Friends and relatives of Goto -- who had gone to Syria in October last year to secure the release of his compatriot Haruna Yukawa -- also paid tribute to the 47-year-old journalist.
“He was kind and he was brave,” Shoichi Yukawa, Haruna’s father, reportedly said. “He tried to save my son. It’s utterly heartbreaking.” A video showing Yukawa’s beheading was released by ISIS on Jan. 24, after the Japanese government refused to pay the $200 million ransom initially demanded by the militant group.
“My heart is broken … It is my only hope that we can carry on with Kenji’s mission to save the children from war and poverty,” Junko Ishido, Goto’s mother, said on Sunday, even as several Japanese newspapers issued special editions to break the news of his death, according to media reports.
Goto’s killing was also condemned by several international leaders, including U.S. President Barack Obama, Jordan’s King Abdullah II and British Prime Minister David Cameron.
Japan’s Prime Minister Shinzo Abe also reacted with outrage to the release of the grisly video showing Goto’s beheading and vowed to “make terrorists pay the price,” according to media reports.

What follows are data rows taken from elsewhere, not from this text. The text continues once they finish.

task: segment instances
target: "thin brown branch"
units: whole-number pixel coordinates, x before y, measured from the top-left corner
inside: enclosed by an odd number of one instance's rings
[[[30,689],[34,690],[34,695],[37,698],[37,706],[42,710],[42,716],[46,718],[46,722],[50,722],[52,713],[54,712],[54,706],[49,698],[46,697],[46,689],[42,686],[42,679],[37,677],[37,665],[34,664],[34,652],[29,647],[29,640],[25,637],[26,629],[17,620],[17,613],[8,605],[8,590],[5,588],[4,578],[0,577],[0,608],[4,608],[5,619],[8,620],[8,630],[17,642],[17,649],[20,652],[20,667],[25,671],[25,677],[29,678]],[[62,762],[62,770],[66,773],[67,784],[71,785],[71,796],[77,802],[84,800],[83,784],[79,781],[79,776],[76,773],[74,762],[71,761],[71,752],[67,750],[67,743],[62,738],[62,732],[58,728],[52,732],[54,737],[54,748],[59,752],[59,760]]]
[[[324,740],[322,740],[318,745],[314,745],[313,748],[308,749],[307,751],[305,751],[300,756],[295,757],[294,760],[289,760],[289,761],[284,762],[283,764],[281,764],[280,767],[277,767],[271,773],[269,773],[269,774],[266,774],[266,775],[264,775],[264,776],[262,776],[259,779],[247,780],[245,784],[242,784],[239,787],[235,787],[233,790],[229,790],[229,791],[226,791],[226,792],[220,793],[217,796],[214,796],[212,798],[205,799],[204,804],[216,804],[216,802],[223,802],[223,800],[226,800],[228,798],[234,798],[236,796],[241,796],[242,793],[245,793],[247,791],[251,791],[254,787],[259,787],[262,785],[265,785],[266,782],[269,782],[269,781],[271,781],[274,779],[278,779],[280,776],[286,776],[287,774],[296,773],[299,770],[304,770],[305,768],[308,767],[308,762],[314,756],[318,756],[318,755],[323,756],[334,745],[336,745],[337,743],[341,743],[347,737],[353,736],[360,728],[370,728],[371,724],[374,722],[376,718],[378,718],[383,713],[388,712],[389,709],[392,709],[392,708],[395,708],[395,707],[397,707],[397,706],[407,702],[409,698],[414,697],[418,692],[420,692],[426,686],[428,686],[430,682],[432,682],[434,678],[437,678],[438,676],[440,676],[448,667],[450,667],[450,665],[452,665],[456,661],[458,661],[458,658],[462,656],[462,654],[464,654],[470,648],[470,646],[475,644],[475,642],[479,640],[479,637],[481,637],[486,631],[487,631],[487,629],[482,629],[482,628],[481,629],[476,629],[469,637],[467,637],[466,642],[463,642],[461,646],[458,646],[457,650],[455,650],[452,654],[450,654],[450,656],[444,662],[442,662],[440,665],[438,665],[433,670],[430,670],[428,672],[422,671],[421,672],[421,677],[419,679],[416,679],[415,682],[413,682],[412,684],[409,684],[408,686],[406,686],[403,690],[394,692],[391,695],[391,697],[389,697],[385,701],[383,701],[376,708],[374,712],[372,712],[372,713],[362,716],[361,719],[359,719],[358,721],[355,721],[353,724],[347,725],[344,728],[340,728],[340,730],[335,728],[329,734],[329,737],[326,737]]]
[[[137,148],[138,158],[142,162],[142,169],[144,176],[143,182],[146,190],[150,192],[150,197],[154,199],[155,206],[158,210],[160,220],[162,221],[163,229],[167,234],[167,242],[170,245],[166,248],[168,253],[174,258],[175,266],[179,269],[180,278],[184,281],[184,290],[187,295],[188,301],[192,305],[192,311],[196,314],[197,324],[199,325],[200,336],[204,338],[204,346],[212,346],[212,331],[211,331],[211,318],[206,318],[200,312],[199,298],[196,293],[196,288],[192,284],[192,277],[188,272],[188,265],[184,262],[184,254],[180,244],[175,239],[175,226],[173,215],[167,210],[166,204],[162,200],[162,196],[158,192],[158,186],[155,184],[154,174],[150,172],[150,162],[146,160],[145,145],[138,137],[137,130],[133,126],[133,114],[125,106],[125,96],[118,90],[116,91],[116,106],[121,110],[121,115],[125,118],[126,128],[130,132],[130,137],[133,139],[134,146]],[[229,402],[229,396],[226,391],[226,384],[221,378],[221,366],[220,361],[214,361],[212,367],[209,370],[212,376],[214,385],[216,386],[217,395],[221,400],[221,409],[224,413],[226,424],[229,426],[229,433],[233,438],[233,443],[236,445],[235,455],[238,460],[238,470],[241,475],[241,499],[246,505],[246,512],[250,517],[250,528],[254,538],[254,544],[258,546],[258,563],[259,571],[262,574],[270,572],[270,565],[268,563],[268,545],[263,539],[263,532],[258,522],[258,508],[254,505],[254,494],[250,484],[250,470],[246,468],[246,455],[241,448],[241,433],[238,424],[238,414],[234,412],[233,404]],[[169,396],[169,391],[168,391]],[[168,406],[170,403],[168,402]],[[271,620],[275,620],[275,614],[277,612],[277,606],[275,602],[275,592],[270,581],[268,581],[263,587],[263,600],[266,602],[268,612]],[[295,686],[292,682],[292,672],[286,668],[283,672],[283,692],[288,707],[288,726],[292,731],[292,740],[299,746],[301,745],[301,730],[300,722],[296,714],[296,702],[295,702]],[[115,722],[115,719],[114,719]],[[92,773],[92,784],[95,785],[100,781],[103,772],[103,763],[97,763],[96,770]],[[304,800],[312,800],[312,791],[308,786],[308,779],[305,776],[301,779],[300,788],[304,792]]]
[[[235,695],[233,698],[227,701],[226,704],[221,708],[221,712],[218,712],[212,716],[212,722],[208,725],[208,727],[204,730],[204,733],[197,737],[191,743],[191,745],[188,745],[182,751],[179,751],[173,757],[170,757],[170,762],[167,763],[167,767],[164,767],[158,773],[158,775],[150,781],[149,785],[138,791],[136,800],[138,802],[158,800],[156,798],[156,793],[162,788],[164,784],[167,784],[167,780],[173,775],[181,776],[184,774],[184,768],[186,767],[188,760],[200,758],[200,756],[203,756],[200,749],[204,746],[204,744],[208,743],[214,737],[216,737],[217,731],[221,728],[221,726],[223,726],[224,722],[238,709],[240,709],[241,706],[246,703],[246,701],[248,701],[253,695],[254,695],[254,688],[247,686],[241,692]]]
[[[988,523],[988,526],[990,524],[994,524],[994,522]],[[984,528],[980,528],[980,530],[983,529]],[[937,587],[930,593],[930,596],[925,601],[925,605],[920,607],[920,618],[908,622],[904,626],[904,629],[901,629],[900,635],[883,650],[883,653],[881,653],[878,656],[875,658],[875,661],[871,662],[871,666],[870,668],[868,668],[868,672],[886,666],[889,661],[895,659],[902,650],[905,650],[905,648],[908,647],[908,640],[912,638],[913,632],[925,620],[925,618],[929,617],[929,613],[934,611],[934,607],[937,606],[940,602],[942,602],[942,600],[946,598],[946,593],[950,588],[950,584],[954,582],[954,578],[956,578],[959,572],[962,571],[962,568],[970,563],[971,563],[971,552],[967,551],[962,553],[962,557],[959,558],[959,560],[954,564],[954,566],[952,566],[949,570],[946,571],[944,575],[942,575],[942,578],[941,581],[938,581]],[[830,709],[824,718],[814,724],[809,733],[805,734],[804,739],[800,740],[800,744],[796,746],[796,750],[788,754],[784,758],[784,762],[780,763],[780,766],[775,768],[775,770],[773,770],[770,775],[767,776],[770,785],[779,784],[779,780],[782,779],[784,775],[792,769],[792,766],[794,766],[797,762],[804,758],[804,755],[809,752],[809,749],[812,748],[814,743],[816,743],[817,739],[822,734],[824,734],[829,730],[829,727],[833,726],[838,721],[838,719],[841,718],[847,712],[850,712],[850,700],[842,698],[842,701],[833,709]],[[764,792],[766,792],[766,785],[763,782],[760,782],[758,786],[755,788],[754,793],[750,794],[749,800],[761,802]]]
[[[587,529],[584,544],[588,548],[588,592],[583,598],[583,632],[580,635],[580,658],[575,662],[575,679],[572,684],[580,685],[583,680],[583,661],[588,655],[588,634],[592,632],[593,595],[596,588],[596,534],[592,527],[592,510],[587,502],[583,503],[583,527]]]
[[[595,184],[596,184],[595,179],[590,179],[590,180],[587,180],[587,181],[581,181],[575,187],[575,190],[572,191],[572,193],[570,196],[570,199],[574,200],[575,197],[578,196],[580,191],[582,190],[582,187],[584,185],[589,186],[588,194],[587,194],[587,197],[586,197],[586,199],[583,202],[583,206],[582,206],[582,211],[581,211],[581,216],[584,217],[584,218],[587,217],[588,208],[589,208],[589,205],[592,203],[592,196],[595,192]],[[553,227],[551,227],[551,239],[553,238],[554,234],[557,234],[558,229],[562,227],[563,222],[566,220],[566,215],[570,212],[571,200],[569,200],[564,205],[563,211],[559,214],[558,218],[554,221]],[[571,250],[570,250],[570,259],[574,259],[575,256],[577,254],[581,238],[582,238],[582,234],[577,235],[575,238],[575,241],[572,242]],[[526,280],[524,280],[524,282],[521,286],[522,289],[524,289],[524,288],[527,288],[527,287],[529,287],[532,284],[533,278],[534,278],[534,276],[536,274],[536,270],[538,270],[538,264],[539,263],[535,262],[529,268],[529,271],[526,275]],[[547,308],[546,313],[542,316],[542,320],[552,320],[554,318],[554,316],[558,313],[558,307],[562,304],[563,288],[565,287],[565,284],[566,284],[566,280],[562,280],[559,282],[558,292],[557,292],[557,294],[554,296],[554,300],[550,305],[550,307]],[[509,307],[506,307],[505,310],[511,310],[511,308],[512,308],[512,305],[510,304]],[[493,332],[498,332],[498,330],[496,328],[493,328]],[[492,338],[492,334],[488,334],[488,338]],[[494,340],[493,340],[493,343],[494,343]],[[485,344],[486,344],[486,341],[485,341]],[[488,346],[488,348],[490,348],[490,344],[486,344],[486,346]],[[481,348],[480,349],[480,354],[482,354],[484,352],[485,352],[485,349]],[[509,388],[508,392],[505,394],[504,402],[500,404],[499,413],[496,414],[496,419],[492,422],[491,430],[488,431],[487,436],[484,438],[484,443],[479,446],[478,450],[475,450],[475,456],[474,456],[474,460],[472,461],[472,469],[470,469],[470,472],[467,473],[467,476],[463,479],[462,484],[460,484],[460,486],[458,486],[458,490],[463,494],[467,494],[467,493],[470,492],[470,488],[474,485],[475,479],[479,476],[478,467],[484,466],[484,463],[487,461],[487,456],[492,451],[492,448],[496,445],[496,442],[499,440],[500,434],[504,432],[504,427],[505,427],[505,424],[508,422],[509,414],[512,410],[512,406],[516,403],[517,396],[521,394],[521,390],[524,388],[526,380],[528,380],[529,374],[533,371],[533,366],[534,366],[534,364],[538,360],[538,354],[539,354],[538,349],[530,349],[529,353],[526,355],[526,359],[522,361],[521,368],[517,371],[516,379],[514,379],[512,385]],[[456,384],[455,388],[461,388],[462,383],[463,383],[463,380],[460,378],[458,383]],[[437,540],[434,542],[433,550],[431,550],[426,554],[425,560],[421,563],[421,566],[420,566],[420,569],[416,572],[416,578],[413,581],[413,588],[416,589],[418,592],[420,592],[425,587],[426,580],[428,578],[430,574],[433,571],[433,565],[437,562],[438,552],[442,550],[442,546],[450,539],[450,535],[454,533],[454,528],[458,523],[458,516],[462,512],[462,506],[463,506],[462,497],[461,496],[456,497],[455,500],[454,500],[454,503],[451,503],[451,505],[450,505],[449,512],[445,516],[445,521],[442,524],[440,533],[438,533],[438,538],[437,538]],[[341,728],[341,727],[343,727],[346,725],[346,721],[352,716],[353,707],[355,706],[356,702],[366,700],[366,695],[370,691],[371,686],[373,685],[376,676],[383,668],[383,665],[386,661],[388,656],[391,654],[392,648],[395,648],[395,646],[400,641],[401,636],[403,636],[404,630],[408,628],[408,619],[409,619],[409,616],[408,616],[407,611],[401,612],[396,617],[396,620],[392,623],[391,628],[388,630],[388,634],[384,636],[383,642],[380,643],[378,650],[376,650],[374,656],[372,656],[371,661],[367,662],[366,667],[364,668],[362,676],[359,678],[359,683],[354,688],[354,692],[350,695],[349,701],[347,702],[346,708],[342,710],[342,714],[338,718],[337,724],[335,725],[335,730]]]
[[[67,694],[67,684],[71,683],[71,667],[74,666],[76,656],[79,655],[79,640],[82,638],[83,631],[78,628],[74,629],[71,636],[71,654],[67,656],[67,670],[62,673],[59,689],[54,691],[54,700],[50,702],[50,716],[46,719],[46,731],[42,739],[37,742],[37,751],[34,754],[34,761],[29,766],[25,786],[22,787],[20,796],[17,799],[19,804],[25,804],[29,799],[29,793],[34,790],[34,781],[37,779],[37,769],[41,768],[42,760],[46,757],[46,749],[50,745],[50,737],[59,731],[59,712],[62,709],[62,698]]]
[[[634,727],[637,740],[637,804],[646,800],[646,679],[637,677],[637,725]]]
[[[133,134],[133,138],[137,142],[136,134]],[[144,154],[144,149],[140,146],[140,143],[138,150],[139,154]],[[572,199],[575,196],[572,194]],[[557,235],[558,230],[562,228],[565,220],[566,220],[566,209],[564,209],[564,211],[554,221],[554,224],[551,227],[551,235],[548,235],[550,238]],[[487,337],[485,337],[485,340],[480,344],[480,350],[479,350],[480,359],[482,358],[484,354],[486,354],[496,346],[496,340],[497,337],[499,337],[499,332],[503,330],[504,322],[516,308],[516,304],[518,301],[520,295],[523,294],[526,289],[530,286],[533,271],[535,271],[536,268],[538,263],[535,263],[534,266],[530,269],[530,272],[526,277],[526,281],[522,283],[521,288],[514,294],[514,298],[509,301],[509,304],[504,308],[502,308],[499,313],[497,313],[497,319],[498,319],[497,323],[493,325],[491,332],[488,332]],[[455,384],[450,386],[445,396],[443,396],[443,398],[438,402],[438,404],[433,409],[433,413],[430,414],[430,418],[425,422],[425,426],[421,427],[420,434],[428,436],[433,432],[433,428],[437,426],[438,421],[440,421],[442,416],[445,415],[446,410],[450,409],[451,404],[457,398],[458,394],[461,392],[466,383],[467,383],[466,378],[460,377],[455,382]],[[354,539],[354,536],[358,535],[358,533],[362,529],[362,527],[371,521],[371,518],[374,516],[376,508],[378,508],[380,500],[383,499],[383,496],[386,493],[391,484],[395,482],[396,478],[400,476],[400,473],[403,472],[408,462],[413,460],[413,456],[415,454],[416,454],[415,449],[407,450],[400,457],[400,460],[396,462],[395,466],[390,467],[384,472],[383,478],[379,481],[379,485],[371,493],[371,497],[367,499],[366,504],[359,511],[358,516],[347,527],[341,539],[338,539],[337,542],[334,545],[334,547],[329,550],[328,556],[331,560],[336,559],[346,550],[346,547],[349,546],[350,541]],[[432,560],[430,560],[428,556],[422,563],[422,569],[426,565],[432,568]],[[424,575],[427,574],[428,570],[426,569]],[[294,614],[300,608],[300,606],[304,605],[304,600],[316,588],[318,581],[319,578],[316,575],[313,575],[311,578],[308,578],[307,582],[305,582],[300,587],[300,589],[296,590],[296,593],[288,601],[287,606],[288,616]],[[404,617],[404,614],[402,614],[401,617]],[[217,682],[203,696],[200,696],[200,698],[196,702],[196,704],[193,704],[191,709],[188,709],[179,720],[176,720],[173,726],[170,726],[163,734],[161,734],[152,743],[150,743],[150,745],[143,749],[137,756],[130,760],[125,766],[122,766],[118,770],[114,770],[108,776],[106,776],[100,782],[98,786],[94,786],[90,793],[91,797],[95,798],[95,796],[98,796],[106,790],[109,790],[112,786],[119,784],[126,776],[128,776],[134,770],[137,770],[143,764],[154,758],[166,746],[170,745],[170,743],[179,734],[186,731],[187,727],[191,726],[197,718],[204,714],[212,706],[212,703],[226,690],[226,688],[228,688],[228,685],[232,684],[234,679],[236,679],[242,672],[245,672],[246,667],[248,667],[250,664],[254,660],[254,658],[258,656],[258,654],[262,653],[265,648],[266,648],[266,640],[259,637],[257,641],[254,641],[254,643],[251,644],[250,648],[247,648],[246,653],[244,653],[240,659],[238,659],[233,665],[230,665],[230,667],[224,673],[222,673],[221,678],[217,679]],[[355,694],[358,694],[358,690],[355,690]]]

“We are deeply saddened by this despicable and horrendous act of terrorism, and we denounce it in the strongest terms … To the terrorists, we will never, never forgive them for this act,” Abe reportedly said.
Meanwhile, the country’s failure to rescue the two hostages also led many to question Japan’s ability to handle an international crisis, Agence France-Presse (AFP) reported.
Takashi Kawakami, a security expert and a professor at Tokyo’s Takushoku University, told AFP that the hostage situation revealed the weakness of Japan’s diplomatic resources in the Middle East.
“The government lacked information and that made it difficult for them to handle the situation,” Takushoku reportedly said, adding that the incident should serve as a “wake-up call” for the Japanese government to “boost intelligence operations at home and overseas.”